Thinking Outside The Box When Asking For Feedback On Your Event
12 Jul 2017
Gathering feedback is often seen as a task to be completed after an event or conference to determine the strengths and weaknesses of specific aspects, but in actuality shouldn't it also take place at the event? So that you are able to react to problems in the moment - thus not leaving the required changes to "next time". To learn how to get real-time feedback from your attendees, check out these four examples.
Feedback stations are already used at major public transport terminals, such as international airports. On the screen the visitor sees a number of facial expressions and can assess their satisfaction according to their mood. A similar method that may be used at a small business event, presentation or meeting could involve passing a tablet around the room to measure the overall impression, particularly when the thoughts/opinions are still fresh in the minds of your participants.
Thinking outside the box - Tip 1: You can also place specific questions on the device; for example: "How did you like the previous day's discussion on digitisation in the event industry?" To measure the success of digital content you could also ask participants to use Emojis instead of stars or rating systems.
The polling process is becoming an increasingly popular tool; whereby the interaction with participants is completed by live surveys or voting during events. These surveys and polls can take place directly at a lecture or workshop; providing real-time feedback from participants which may be used to shape the progress of the activities. For example, the vote could determine whether certain topics require more detailed explanation or discussion from the panel members. Think of this as a collective Q&A method, allowing the most popular questions to be answered.
Thinking outside the box - Tip 2: Do not ask too many questions at surveys, but focus on two to three that will gather a wide-ranging amount of information. If there are too many questions, the participants are quickly diverted from the actual event. Short surveys, on the other hand, can also be filled in during breaks.
Sticker walls function in a similar manner to the electronic feedback stations, but are more cost-effective for those without the tech know how or equipment. These can be arranged for individual presentations and workshops or placed at the exit to measure the overall impression of the event. You can either distribute stickers at the entrance with different emotional expressions or let the visitors select the appropriate stickers at the respective walls. To make it as easy as possible, you can also provide "points" stickers and list all previous day's lectures side by side.
Another creative and cost-effective way to get feedback in real time is to include questions or rating systems on the event brochure/map. This can include open question at the end of the day's timetable - "What three things did you learn today?" or "Which workshop was the most helpful for you?". Distribute the information cards at the start of the event day and make a mail box at the exit, so that your visitors can insert these cards at the close of proceedings.

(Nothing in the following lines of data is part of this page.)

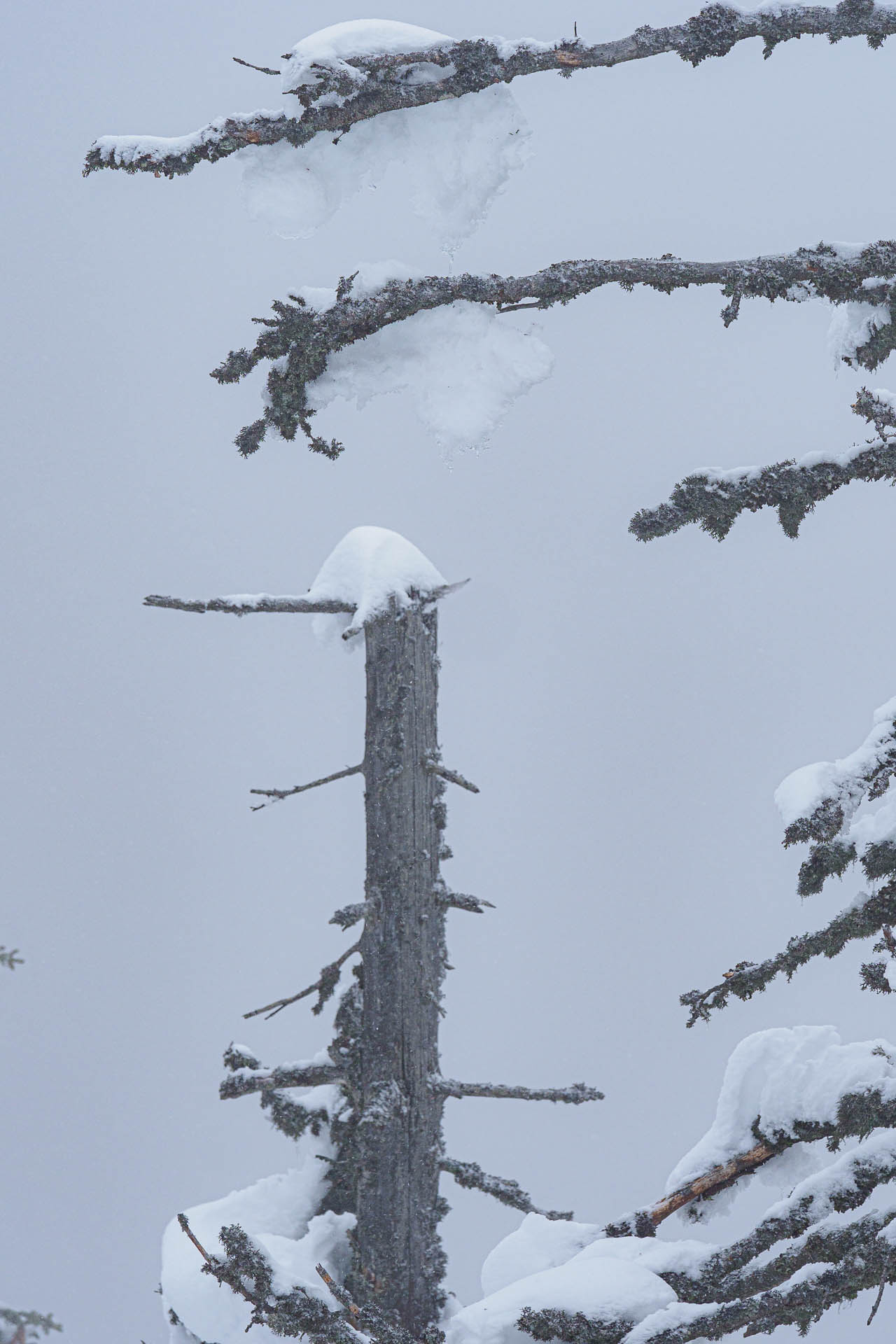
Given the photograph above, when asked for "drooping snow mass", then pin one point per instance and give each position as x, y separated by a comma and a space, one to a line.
777, 1078
603, 1287
370, 568
464, 366
536, 1245
456, 158
277, 1214
846, 784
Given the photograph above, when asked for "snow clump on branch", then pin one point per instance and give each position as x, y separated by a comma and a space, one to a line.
371, 568
464, 366
458, 153
277, 1214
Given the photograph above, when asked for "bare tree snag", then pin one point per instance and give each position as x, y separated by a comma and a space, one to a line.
403, 967
333, 105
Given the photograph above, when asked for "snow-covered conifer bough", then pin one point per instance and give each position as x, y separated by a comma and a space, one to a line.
410, 94
295, 1254
794, 1102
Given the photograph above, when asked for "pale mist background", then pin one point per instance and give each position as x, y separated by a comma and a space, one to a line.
628, 710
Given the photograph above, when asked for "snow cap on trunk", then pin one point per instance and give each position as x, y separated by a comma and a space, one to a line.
370, 568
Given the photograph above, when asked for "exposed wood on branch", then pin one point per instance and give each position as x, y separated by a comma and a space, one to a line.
298, 339
279, 794
326, 984
475, 65
574, 1096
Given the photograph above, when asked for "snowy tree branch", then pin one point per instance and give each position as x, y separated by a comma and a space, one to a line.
279, 794
27, 1323
460, 901
324, 986
349, 916
472, 1176
451, 776
246, 1270
858, 1257
298, 340
574, 1096
747, 979
387, 83
715, 500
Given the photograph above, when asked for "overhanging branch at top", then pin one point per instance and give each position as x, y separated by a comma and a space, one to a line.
388, 83
300, 339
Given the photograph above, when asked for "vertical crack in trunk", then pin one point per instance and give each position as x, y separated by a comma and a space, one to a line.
399, 1259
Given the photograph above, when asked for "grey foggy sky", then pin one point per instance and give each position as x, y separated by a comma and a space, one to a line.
626, 710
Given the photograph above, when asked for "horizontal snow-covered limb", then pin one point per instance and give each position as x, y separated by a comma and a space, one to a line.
355, 88
846, 1262
371, 570
574, 1096
300, 339
18, 1327
839, 1189
260, 1241
713, 500
818, 800
472, 1176
860, 920
324, 986
246, 604
820, 804
792, 1085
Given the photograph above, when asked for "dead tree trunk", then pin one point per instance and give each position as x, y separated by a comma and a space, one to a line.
399, 1133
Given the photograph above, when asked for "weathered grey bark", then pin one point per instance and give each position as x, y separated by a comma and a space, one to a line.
399, 1133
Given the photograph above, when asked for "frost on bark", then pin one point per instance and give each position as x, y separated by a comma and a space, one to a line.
384, 84
399, 1132
387, 1129
300, 339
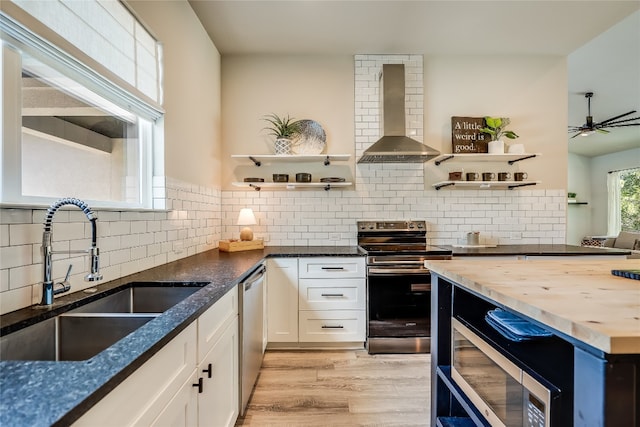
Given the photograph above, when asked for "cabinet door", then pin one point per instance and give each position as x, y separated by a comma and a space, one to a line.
218, 403
282, 299
214, 321
140, 398
182, 411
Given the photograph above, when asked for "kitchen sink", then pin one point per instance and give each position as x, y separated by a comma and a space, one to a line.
83, 332
139, 299
70, 336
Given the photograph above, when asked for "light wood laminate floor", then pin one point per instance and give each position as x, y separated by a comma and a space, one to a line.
340, 388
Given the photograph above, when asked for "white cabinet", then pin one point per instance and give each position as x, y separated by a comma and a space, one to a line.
332, 299
182, 410
323, 326
282, 300
218, 397
191, 381
140, 398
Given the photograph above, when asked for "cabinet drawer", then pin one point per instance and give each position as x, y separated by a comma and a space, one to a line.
332, 326
214, 321
336, 294
329, 267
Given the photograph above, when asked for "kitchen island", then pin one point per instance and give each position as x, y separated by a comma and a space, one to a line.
592, 359
531, 250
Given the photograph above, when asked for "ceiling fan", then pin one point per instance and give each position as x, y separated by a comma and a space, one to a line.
590, 127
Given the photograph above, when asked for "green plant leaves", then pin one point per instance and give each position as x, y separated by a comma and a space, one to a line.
495, 128
282, 127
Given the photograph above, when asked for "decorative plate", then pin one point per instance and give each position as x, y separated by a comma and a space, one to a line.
311, 139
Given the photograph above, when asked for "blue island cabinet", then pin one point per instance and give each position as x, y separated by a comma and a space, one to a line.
587, 387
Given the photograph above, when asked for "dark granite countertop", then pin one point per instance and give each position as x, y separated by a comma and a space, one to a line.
41, 393
536, 250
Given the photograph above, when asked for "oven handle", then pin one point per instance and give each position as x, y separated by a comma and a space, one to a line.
399, 262
374, 271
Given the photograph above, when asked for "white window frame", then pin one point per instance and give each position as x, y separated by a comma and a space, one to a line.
614, 205
16, 38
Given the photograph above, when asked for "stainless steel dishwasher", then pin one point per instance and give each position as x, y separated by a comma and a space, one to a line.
251, 331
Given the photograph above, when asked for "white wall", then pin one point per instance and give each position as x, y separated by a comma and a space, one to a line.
191, 91
319, 88
532, 92
579, 182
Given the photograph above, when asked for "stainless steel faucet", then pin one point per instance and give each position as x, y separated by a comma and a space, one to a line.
48, 286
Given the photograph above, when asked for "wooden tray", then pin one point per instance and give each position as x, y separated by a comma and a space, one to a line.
239, 245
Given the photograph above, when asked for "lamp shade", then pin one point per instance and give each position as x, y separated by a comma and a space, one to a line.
246, 217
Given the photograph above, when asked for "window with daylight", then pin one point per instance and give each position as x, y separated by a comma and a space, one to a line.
624, 201
69, 132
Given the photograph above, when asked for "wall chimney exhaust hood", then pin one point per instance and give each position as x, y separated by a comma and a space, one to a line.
395, 146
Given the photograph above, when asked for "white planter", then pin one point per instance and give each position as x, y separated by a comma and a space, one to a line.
496, 147
282, 146
516, 149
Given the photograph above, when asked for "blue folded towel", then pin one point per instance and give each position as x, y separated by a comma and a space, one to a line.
514, 327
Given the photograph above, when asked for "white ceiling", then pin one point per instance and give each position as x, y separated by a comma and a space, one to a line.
601, 59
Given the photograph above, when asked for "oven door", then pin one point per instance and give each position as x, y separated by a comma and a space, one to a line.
398, 310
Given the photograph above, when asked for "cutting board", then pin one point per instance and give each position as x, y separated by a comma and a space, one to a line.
240, 245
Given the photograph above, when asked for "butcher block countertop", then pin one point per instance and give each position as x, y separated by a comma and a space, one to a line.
578, 298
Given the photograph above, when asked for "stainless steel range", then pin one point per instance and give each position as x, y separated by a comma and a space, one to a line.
398, 285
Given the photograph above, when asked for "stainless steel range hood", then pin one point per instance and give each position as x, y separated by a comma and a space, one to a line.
395, 146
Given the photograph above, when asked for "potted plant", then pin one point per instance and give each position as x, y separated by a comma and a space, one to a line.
284, 129
495, 128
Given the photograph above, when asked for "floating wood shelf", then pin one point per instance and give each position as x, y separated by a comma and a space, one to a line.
482, 157
292, 185
492, 185
326, 159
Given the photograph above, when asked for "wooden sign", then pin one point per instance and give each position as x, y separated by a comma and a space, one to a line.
466, 136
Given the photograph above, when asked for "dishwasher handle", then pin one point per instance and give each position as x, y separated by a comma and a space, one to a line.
255, 277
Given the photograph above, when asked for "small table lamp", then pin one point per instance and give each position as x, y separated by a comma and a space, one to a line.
246, 217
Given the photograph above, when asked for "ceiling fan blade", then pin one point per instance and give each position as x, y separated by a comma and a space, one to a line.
616, 117
617, 122
623, 125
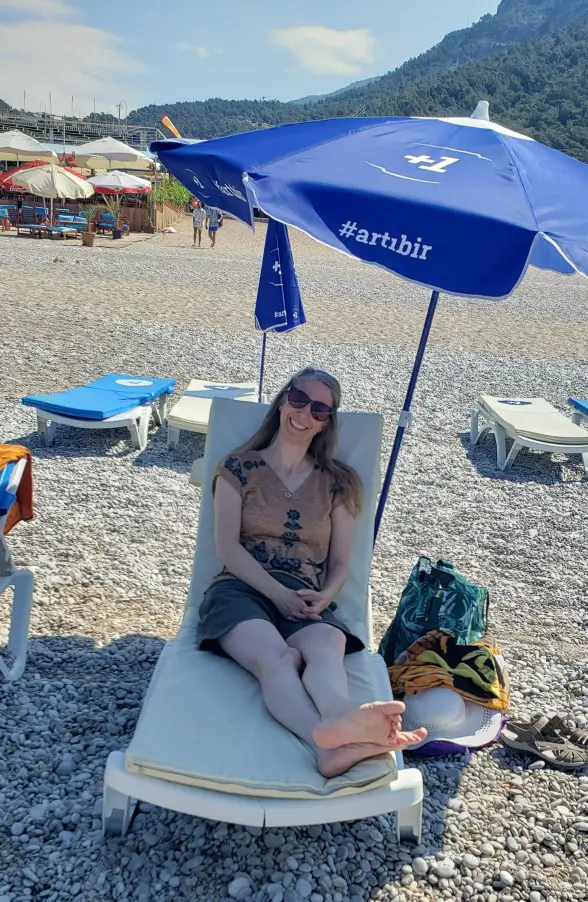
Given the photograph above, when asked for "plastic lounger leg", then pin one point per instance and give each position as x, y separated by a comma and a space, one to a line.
22, 583
117, 810
477, 431
46, 431
173, 437
500, 437
135, 436
409, 823
162, 409
144, 428
516, 447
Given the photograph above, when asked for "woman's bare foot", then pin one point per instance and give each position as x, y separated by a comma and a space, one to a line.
333, 762
376, 722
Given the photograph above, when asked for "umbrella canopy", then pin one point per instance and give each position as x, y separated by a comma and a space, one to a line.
15, 145
459, 205
53, 181
6, 180
93, 152
116, 182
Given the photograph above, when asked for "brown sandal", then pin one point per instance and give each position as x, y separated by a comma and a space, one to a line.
549, 739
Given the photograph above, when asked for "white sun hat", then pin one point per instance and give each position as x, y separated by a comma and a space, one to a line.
450, 719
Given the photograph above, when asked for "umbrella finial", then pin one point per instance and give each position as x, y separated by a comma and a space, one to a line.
482, 111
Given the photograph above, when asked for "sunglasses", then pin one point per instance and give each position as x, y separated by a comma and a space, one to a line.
299, 399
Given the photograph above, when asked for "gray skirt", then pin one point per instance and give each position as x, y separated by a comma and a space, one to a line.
229, 602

In conclusion, participants are more willing to give constructive feedback when their impressions are still fresh and they are at the scene of the activities; instead of filling out online questionnaires days after in hindsight. Therefore, it is important to consider creative means to gather qualitative or quantitative responses - and if possible build the method into the event itself so that participants see the impact of their views or constructive feedback in real-time.